Pourquoi des poètes

-Und wozu Dichter, in dürftiger Zeit? (– et pourquoi, en ces temps d’ombre misérable, des poètes?). Bonne question, de Hölderlin (Brot und Wein, Pain et vin). Et c’est Lagarce qui la pose encore, dans son Journal, mais aussi par sa vie. Pourquoi travailler, répéter, non pas à l’article de la mort, mais jusqu’à la mort, dedans? Jean-Luc Lagarce, donc, qui arpente la rive gauche, fantômatique dans son Smalto, qui achète des livres, qui croise des regards et espère tout en se disant n’espère pas, qui écrit comme si de rien, farouchement, qui dissimule dignité, grandeur et courage derrière son petit sourire, son écriture qui n’a pas l’air d’y toucher. Pourquoi donc, alors, des poètes? Pour cette élégance de brindille, pour ce mépris sardonique de toute médiocrité, pour cette nonchalance qui n’est pas jouée puisqu’elle est nécessaire. Pour l’Amusement. Pour la poésie. Pour le désespoir. Pour la liberté, parfois atteinte, presque par surprise – les notes de la fin de sa vie sont bouleversantes -, cette apesanteur, ce pays ou cette mer interieure qu’on serait le seul à aborder, dont on serait le seul rapporteur.

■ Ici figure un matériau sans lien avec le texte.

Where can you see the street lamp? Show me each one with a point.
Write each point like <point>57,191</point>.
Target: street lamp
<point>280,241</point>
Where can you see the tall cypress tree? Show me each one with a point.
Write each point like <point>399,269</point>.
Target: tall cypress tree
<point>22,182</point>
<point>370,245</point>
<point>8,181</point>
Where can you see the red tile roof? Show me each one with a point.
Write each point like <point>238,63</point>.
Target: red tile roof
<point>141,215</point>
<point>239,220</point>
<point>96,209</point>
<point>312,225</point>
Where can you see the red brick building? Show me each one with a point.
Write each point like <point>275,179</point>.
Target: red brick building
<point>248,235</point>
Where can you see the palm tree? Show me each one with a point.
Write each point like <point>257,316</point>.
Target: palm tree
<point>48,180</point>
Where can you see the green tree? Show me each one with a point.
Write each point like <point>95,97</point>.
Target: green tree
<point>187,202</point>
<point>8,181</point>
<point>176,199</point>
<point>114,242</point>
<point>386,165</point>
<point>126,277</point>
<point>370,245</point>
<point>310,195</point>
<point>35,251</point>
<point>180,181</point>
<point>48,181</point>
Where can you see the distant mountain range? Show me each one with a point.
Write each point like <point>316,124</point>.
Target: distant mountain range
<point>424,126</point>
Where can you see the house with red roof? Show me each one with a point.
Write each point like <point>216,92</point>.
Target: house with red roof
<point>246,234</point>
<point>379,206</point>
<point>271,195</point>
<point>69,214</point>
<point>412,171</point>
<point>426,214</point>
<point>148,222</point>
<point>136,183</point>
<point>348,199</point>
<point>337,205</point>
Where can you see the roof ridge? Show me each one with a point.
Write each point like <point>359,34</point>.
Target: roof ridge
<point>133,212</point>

Place José Rizal, de la terrasse du café j’aperçois un confrère aux tempes grises, sac à dos, qui s’engouffre résolument, qui s’arrache du trottoir et escalade l’échafaudage de l’immeuble d’en face – l’air concerné, vaguement inquiet, tout est intention dans son attitude, son nez et ses lunettes fendent l’espace comme une sorte d’empennage, de pointe. Wozu Dichter, Helde? Pourquoi des poètes, des héros? Pour un ravalement? Et soudain, comme une apparition, la belle H. surgit en portant ses deux petites filles, des jumelles, tout sourire. Elle m’en fait porter l’une, puis l’autre, et aussitôt il faut bien admettre que l’ambiance dans ma tête change. Me voici moi aussi transporté dans un pays lointain et bienveillant, et de ces trois filles irradie comme une très ancienne lumière, une très ancienne douceur. C’est ça? Oui, c’est ça : ‘Mon Dieu mon Dieu, la vie est là / Simple et tranquille / Cette paisible rumeur-là / Vient de la ville.’

Commissariat du 19ème. Architecture des années 90. C’est propre, rangé. Portes automatiques. Des femmes défilent et chuchotent et c’est aussi une femme à l’accueil qui écoute. Assis dans la salle d’attente, on regarde ailleurs pour ne pas entendre et en même temps on voudrait réconforter : un homme, donc. Qu’aurait dit, fait, Lagarce à ma place? Bonne question. Je monte, je raconte mon histoire – la carte bleue, pourquoi bleue d’ailleurs? – à un jeune policier qui n’est ni sympathique ni antipathique, qui est très verticalement un policier et ça me plait beaucoup – et qui sait écrire en plus. Je relate, il écrit, je signe – avant de sortir je leur dit que j’en ai construit un – de commissariat -, ça les amuse une demi-seconde. Dehors, c’est le même soleil, c’est la même étoile lointaine qui fabrique des images.